Last year was the seventieth anniversary of the Women’s Airforce Service Pilots (WASP) and their final reunion at the old home base in Sweetwater, Texas—Avenger Field, or Sweetwater Airport. The 17 or so who remain, including Dawn Seymour, visited the National WASP World War II Museum and caught up with one another.
WASP is the civilian unit the U.S. government started in 1939 to train women to fly, and free up male pilots for combat. On the home front, WASPs flew 60 million miles from 120 bases, testing aircraft fresh off the assembly line, transporting cargo, towing gunnery targets. Of 25,000 women who applied, 1,900 were accepted, 1,078 received their civilian licenses, and 38 died.
In 1939, Seymour was a student at Cornell University in Ithaca, New York. “I wanted to help win the war,” she says “They gave us physicals, and I was lucky enough to be healthy and have good eyes. They took one woman out of 10.”
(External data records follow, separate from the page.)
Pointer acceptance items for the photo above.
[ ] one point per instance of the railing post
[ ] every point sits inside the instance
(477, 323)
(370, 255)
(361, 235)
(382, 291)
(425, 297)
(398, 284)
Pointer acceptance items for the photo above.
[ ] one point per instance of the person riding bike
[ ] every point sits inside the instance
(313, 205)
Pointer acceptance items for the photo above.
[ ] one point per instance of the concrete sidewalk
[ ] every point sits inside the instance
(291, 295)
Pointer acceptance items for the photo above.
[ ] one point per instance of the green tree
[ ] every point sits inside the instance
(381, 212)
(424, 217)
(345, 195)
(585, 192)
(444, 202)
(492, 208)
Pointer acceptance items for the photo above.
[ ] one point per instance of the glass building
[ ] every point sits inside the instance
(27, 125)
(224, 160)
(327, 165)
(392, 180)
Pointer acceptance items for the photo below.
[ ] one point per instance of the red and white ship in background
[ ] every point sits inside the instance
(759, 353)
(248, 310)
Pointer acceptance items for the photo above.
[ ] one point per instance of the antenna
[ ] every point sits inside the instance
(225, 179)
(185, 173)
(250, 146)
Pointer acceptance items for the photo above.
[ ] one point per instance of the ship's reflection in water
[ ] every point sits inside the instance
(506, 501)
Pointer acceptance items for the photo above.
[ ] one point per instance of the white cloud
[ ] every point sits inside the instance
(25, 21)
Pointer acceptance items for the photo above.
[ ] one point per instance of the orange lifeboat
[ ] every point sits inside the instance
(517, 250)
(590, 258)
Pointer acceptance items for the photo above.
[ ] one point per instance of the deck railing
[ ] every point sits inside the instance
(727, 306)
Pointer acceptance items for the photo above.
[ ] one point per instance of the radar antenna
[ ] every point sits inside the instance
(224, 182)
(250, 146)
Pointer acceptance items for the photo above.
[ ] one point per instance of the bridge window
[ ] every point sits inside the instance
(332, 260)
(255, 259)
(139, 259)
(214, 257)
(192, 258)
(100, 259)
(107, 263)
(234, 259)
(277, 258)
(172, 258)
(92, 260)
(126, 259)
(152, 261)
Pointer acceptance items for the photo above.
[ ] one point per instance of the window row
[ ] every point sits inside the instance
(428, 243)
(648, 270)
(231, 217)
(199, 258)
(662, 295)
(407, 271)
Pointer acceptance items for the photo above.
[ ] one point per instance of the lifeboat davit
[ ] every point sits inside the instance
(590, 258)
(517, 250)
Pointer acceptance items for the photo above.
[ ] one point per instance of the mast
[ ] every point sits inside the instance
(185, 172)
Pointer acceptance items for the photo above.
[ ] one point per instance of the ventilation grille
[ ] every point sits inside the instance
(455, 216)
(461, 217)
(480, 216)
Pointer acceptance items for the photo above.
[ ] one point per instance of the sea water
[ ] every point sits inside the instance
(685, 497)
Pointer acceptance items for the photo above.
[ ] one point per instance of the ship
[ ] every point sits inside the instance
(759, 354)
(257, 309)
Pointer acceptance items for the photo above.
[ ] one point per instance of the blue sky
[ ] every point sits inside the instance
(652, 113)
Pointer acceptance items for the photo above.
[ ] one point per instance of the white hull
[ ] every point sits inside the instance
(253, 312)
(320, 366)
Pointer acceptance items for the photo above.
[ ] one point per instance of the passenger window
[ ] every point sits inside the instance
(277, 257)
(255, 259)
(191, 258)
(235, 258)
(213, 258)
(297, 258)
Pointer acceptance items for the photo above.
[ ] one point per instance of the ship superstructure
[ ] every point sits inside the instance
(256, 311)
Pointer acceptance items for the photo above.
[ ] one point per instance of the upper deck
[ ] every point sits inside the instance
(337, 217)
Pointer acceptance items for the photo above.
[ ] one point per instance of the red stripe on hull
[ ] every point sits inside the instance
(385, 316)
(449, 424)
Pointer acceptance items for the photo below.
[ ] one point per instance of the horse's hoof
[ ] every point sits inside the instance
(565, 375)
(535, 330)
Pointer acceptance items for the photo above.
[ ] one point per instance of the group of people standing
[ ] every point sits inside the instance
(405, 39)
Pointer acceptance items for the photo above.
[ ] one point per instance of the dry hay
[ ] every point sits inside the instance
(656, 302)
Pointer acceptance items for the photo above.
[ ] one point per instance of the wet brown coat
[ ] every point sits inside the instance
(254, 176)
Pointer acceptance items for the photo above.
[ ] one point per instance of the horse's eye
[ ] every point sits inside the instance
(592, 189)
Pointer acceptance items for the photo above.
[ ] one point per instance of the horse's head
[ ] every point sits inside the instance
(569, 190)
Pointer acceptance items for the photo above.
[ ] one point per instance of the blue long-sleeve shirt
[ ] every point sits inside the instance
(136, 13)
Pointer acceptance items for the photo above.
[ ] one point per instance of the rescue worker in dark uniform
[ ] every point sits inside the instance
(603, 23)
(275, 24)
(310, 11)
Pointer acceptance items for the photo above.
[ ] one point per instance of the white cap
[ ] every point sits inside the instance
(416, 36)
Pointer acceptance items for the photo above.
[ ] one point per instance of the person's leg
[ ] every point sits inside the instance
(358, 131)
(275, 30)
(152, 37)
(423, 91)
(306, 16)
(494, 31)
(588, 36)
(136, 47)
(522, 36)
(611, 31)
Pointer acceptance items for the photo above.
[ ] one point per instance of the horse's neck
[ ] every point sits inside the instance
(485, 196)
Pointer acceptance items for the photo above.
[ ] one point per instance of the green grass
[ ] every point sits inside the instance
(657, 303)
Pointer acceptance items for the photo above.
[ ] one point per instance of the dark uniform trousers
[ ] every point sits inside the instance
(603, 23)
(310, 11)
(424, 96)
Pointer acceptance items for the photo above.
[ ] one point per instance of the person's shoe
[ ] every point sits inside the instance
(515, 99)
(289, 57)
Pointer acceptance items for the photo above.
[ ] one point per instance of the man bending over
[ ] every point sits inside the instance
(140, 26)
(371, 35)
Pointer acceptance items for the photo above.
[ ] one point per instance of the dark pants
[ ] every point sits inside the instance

That year she took her first-ever flight in a Cub, instructed by a World War I veteran, and soloed in a few hours. She received orders to cross the Alleghenies to fly the Boeing B–17 Flying Fortress. It was a long course that started in the winter of 1943, with WASPs flying the big bomber night, day, and cross-country; on four engines, three, two, and one. The bomber could be a test of strength, so the women squeezed tennis balls to build up muscles in their arms and hands, and learned to slam down on one rudder pedal and pull up the other pedal with their other foot when an engine quit. Seymour and 12 others qualified as left-seat pilots right after Christmas, getting their instrument tickets the same day.
“It was a serious training course,” she says. “We, the 13 who graduated from this course, received about 200 hours of B–17 time. It was such a cold winter, and we found it exciting and learned to land on snow-packed runways.”
As a full-fledged B-17 pilot, Seymour was sent to Buckingham Army Air Field in Fort Myers, Florida, to teach soon-to-be gunners to fire their .50 caliber machine guns from one moving target at another.
Deemed superfluous following the invasion of Europe, the WASP were disbanded. Dawn married A. Morton Seymour Jr., also a pilot; they bought a Cessna 172. And more than 70 years after she learned to fly, she’s a member of The Old Old Age Club. “I still fly if the boys let me,” she says.
In picture (right): Dawn Rochow Balden Seymour and Francis Green Kari in a B–17 cockpit.
Who | Dawn Seymour, WASP B–17 pilot
Hours | around 700
Ratings | Multiengine, instrument
Aircraft | Boeing B–17 Flying Fortress
Extra | “I had 29 hours as the co-pilot of the B–26. That was a hot airplane. You came over the end of the runway and chopped the throttles and it dropped like a rock and ended up right on the numbers.”